Музееведов и экскурсоводов нужно где-то воспитывать и обучать. Мы привыкли очень строго осуждать всякий «дилетантизм» в науке, и мы требуем, чтобы всякий студент был непременно специалистом-крохобором; но мы нисколько не возмущены, когда такой специалист-крохобор, став на работу в музее, окажется чистейшим и очень вредным «дилетантом» в музейном деле! Пусть специалист обрабатывает коллекции – тут ему и книги в руки. Но за экспозицию пусть лучше уж возьмется человек, не слишком досконально разбирающийся в марках фарфора XVIII века, но зато разбирающийся в современной жизни и согласный обслуживать современных людей.
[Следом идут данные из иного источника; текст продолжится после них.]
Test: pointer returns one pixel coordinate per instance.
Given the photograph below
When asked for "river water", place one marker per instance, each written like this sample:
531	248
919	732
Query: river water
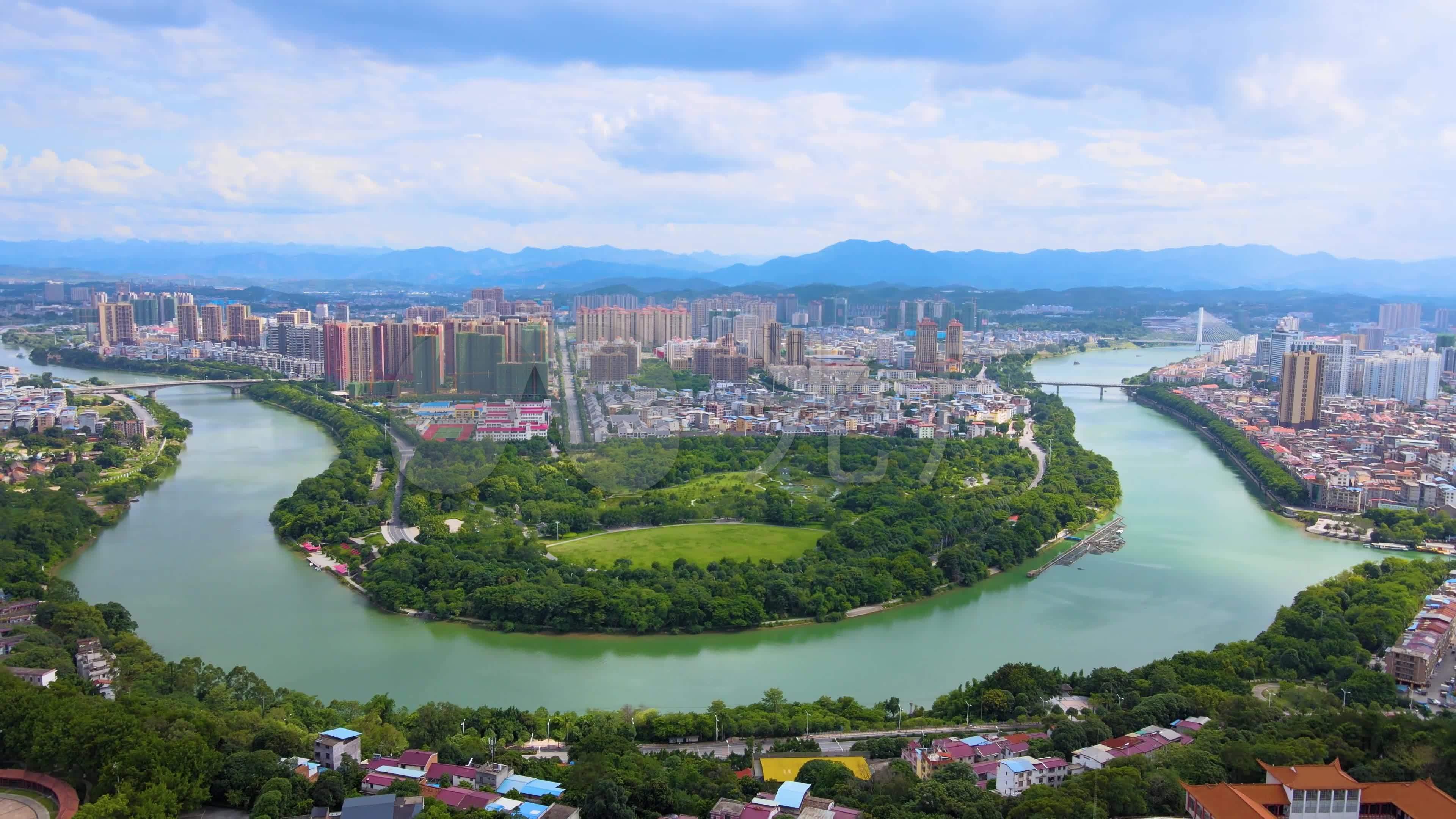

Каждому отдельному музею воспитывать и обучать музейных работников не под силу; музейная сеть может организовать это дело в крупном масштабе, как она может уже готовых музееведов, в зависимости от их специальности, дарования и квалификации, направлять на работу в то или другое учреждение сети.
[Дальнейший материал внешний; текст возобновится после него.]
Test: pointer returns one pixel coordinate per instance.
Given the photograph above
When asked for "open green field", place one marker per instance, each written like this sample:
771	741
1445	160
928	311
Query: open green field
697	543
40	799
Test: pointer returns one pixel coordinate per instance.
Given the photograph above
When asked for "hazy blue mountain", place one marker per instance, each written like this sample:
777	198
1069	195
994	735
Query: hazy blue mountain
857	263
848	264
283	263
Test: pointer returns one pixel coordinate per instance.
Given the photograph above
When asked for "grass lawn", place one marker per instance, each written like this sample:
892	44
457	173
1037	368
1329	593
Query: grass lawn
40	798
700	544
Наконец, не под силу каждому отдельному музею организовать свое издательство. А между тем то, о чем руководители экскурсий и лекторы говорят своим слушателям, должно быть воспроизведено печатью. Посетитель музея должен унести с собой маленький «Путеводитель», в котором, как можно более сжато, в форме хотя бы афоризмов, были бы изложены основные положения той отрасли знания, которая представлена в данном музее, были бы объяснены наиболее ходкие термины, которые действительно надо знать, были бы перечислены наиболее значительные (не по своей редкостности, а по существу дела) экспонаты. Такая книжечка будет служить справочником, если захочется вспомнить то, что забылось, будет давать темы для размышлений и для бесед, будет кусочком музея, перенесенным в жилище отдельного человека. Я не спорю, что написать вступительную теоретическую часть такого «Путеводителя» со всей нужной ясностью и точностью и, вместе с тем, в такой общедоступной и интересной форме, чтобы увлечь читателя, – дело чрезвычайной трудности. Сейчас вступительные статьи пишутся в порядке отсебятины. Но нет никаких причин полагать, что жителю каждого отдельного города необходимо читать именно местную отсебятину. Было бы целесообразно объявить конкурс, назначив щедрые премии, на составление образцовых введений для Путеводителей по музеям всех специальностей и всех типов. Премированные введения приобретаются музейной сетью и затем печатаются во главе всех Путеводителей, выпускаемых самыми разнообразными музеями. Посетители музеев от такой стандартизации, во всяком случае, много бы выиграли. Но это уже выходит за рамки настоящей книжки, которая ведь ограничивается вопросами экспозиции…

§ 4. Дворцы-музеи

Музей есть общественное учреждение, в котором посетителям показываются те или другие предметы. Содержание музея не только требует систематических затрат на научный и технический персонал, на помещение, на уход за вещами и т. д.; оно, кроме того, иммобилизует ценности, которые не могут, ставши экспонатами, быть ни использованы по своему непосредственному назначению (музейным плугом нельзя пахать, музейное ружье нельзя брать на охоту, из музейного кубка нельзя пить), ни обращены в товар для продажи. Самый показ музейных вещей, следовательно, должен представлять такую общественную (просветительную, идеологическую) ценность, которая оправдывала бы связанные с содержанием музея материальные жертвы. Вопрос о существе и размерах этой общественной ценности становится тем более острым, чем значительнее музей, чем больше иммобилизованные в нем имущества, чем дороже обходится его обслуживание. Есть музеи, существование которых стало бесспорным в силу их давности и повсюдности: на Эрмитаж или Русский музей никто не покушается, так как известно, что и сами они основаны десятки лет тому назад, и подобные им музеи имеются везде. Но есть ряд музеев совершенно нового типа, в надобности которых нет еще твердой уверенности и ликвидация которых сулит значительные выгоды, – все дворцы-музеи. Таковы в Ленинграде: Петергофские, Детскосельские, Гатчинский, Павловский, Ораниенбаумские, Елагинский пригородные дворцы… о целом ряде других (Стрельнинском, Ропшинском, Александровском в Петергофе, дворце Палей в Детском и многих менее значительных), равно как о городских (Зимнем, Аничковском, Юсуповском, Шуваловском и т. д.), вопрос больше не ставится, так как они давно распроданы.